Para muitos hinduístas, a religião é uma questão de prática não de credos. Ações valem mais que a fé. Por trás da prática do hinduísmo existe a convicção de que cada alma está presa ao ciclo do nascimento, morte e renascimento. E cada fiel quer escapar a esse ciclo.
O objetivo dos hinduístas é viver de um modo que proporcione sempre melhorar para a vida seguinte. Viver e agir de maneira correta é conhecido como dharma, o nome indiano para religião é sanatana dharma, que significa "dharma eterno". Os hinduístas acreditam que o universo é um padrão cíclico, ou seja, não tem começo nem fim.

Samsara, o ciclo de vidas
Para os fiéis, a alma individual nasce num corpo, morre e depois reencarna ou renasce noutro corpo. A qualidade da vida seguinte depende do carma da alma, da qualidade dos atos praticados durante a vida (bons ou ruins). Para nascer de novo com uma vida melhor, o indivíduo tem que estar atento a seus atos na vida atual.
Desta forma, quando alguém morre, a alma renasce num novo corpo (não necessariamente um corpo humano, pode renascer num animal). Esse ciclo de nascimento, morte e renascimento é conhecido como samsara. Já o processo da alma renascer em noutro corpo é conhecido como reencarnação.
O último objetivo da alma é ser libertada deste ciclo, e a qualidade de vida em que essa alma renascerá dependerá do que a pessoa fez na vida anterior. Se alguém vai renascer para uma vida melhor, pior, ou até mesmo para viver como um animal, vai depender do carma, que, segundo os hinduístas é o valor que a alma recebe pelos atos bons ou ruins que praticou.

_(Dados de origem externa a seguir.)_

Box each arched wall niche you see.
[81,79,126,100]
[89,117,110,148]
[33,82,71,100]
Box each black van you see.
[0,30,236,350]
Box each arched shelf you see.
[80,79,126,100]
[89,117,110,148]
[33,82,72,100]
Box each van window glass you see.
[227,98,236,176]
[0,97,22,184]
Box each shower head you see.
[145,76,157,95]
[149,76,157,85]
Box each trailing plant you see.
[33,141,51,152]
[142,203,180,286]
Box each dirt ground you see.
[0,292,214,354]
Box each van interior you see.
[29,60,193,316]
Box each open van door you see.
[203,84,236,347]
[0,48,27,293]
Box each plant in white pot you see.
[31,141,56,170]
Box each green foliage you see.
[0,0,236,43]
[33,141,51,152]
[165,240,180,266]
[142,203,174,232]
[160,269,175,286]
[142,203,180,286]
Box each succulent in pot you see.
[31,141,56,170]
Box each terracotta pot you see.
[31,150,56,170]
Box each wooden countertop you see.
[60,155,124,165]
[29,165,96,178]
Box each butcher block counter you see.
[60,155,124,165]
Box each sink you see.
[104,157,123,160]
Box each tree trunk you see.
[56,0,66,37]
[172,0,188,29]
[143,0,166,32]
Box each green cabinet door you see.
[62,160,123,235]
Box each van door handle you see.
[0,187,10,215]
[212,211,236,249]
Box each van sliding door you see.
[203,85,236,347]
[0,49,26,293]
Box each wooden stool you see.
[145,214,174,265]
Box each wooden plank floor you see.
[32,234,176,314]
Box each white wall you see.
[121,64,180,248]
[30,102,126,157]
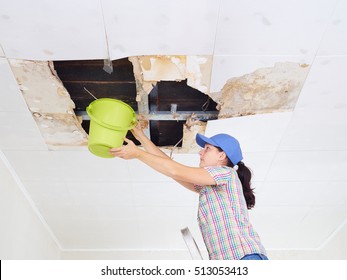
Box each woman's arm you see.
[110,138,215,188]
[131,123,201,192]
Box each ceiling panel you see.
[131,180,198,207]
[0,58,29,112]
[279,108,347,151]
[205,112,292,152]
[0,0,107,60]
[295,56,347,111]
[267,150,347,183]
[102,0,219,59]
[214,0,338,56]
[249,206,319,247]
[0,111,47,151]
[318,1,347,56]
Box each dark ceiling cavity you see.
[54,58,218,146]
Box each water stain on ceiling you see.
[10,56,309,152]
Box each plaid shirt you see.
[195,166,266,260]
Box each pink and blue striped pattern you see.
[195,166,266,260]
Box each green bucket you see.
[87,98,136,158]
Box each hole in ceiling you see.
[53,58,218,147]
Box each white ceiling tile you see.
[318,1,347,55]
[127,159,172,182]
[242,152,275,181]
[249,206,312,247]
[0,58,29,112]
[0,112,47,150]
[137,207,197,249]
[310,181,347,206]
[210,55,313,92]
[267,151,347,182]
[279,109,347,151]
[0,0,107,60]
[215,0,337,55]
[0,44,5,57]
[5,151,130,182]
[24,181,134,208]
[47,217,141,250]
[295,56,347,111]
[102,0,219,59]
[256,181,347,206]
[205,112,292,152]
[132,181,199,207]
[297,205,347,248]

Carma não pode ser interpretado como o julgamento conhecido na religião cristã, ele é automático e impessoal. Os hinduístas almejam viver de uma maneira que lhes proporcionará uma vida melhor na reencarnação.
Libertação e Moshka
O hinduísta procura fugir do ciclo de nascimento, morte e renascimento e se libertar do carma, e isso é chamado de moshka. Cada vez que a alma renasce para uma vida melhor, surge com ela uma oportunidade de melhorar e ficar mais perto da libertação.

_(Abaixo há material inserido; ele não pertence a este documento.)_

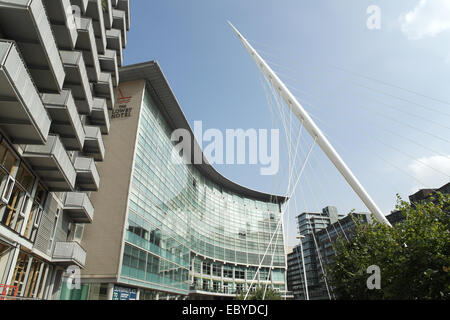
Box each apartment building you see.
[0,0,130,299]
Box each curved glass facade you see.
[120,88,286,294]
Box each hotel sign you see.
[111,88,133,119]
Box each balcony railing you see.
[23,135,76,192]
[53,242,86,268]
[75,157,100,191]
[64,192,94,223]
[0,39,50,144]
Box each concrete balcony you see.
[23,135,76,192]
[86,0,106,54]
[0,0,65,92]
[83,126,105,161]
[94,72,115,110]
[112,9,127,48]
[0,39,51,144]
[89,98,110,134]
[63,192,94,223]
[75,157,100,191]
[42,0,78,50]
[103,0,113,29]
[98,49,119,87]
[70,0,89,14]
[75,18,100,82]
[52,242,86,268]
[42,90,85,151]
[116,0,131,30]
[106,29,123,67]
[60,51,93,114]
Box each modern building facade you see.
[287,206,372,300]
[67,62,286,300]
[0,0,130,299]
[287,183,450,300]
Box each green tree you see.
[236,286,281,301]
[327,193,450,300]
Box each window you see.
[223,265,233,279]
[202,261,211,275]
[48,208,61,250]
[234,268,245,280]
[213,263,222,277]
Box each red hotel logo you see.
[117,88,132,104]
[111,88,133,119]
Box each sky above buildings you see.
[125,0,450,244]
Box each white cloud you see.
[408,155,450,192]
[400,0,450,40]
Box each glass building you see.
[77,62,286,300]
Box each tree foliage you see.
[236,286,281,301]
[327,193,450,300]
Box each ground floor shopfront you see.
[0,238,65,300]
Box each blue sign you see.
[113,286,137,300]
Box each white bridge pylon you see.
[228,21,391,226]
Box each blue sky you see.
[125,0,450,244]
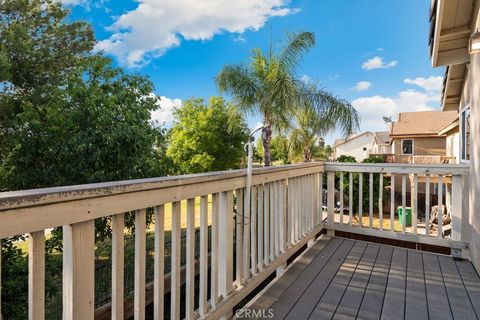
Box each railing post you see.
[112,213,124,320]
[63,220,95,320]
[134,209,147,320]
[28,230,45,320]
[447,175,464,240]
[154,204,165,320]
[327,171,335,232]
[218,191,233,318]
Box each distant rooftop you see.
[390,111,458,136]
[375,131,391,145]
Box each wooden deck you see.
[246,236,480,320]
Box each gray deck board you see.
[306,242,367,319]
[405,250,428,320]
[285,241,360,319]
[423,253,453,320]
[456,261,480,317]
[330,244,380,320]
[248,237,480,320]
[271,238,355,319]
[438,256,477,320]
[357,246,393,320]
[380,248,407,320]
[250,236,334,310]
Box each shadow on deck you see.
[244,236,480,319]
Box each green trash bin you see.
[397,207,412,226]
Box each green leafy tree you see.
[0,0,95,149]
[290,106,357,162]
[256,135,291,164]
[216,32,358,166]
[0,56,162,190]
[167,97,248,173]
[0,0,169,319]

A pessoa consegue atingir o moshka quando "se liberta da ignorância" e não deseja mais nada, o que não é um estado de conhecimento, mas de existência. Paradoxalmente é realmente um estado de não ser (não-existência), quando a alma alcança esse estado, a alma torna-se consciente de que não é nada mais que parte de uma realidade, parte de "deus", parte de Brahman e perde a sua identidade individual.
O Hinduísmo não reconhece nem aceita nenhum destino cego, a responsabilidade pelo tipo de vida é sempre do homem, pois ele colherá sempre o que semeou, e automaticamente a transmigração está sujeita à lei da causa e efeito.

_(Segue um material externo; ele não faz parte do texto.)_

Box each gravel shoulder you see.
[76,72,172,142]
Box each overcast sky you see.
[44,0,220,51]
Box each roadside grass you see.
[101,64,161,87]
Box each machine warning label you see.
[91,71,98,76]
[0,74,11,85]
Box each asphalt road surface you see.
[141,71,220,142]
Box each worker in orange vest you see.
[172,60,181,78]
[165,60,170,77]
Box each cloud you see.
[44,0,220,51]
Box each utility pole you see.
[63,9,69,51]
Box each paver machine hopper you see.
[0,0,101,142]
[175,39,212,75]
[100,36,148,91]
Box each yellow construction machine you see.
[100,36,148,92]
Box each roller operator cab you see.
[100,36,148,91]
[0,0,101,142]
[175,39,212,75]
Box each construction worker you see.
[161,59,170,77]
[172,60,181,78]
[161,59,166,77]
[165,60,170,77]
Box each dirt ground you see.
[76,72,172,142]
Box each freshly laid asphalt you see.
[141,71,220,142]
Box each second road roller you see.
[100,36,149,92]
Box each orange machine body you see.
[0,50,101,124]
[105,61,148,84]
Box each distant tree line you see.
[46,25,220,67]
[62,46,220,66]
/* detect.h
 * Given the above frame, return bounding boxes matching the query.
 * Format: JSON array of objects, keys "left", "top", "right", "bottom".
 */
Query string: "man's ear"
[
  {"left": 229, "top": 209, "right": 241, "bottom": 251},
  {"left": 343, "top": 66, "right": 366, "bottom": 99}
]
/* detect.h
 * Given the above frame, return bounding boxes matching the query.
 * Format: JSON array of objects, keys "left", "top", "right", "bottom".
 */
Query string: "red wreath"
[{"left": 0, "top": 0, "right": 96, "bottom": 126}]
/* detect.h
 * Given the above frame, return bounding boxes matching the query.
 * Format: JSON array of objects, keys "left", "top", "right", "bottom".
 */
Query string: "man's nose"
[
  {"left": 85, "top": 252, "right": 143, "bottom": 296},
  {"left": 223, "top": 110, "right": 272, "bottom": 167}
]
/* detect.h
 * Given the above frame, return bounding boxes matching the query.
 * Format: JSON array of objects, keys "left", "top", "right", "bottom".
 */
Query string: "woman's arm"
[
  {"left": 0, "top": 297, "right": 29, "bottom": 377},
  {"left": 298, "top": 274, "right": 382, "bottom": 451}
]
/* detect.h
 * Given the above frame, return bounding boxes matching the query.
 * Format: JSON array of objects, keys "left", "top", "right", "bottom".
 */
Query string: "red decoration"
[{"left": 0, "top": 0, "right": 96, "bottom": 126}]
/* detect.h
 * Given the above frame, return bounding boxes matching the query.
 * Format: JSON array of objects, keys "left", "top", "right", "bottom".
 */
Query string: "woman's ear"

A palavra Om, que representa o poder de Deus, pois é o som da criação, o princípio universal, entoado começando todos os mantras. Diz-se que os primeiros yoguis o ouviram em meditação, e esse som permeia o cosmos. É o número um do alfabeto, é o zero que dá valor aos números, é o som da meditação.
A flor de lótus, presente em muitas imagens, devido ao fato de crescer na água pantanosa e não ser afetada por ela significa que devemos ficar acima do mundo material apesar de viver nele. As centenas de pétalas do lótus representam a cultura da "unidade na diversidade".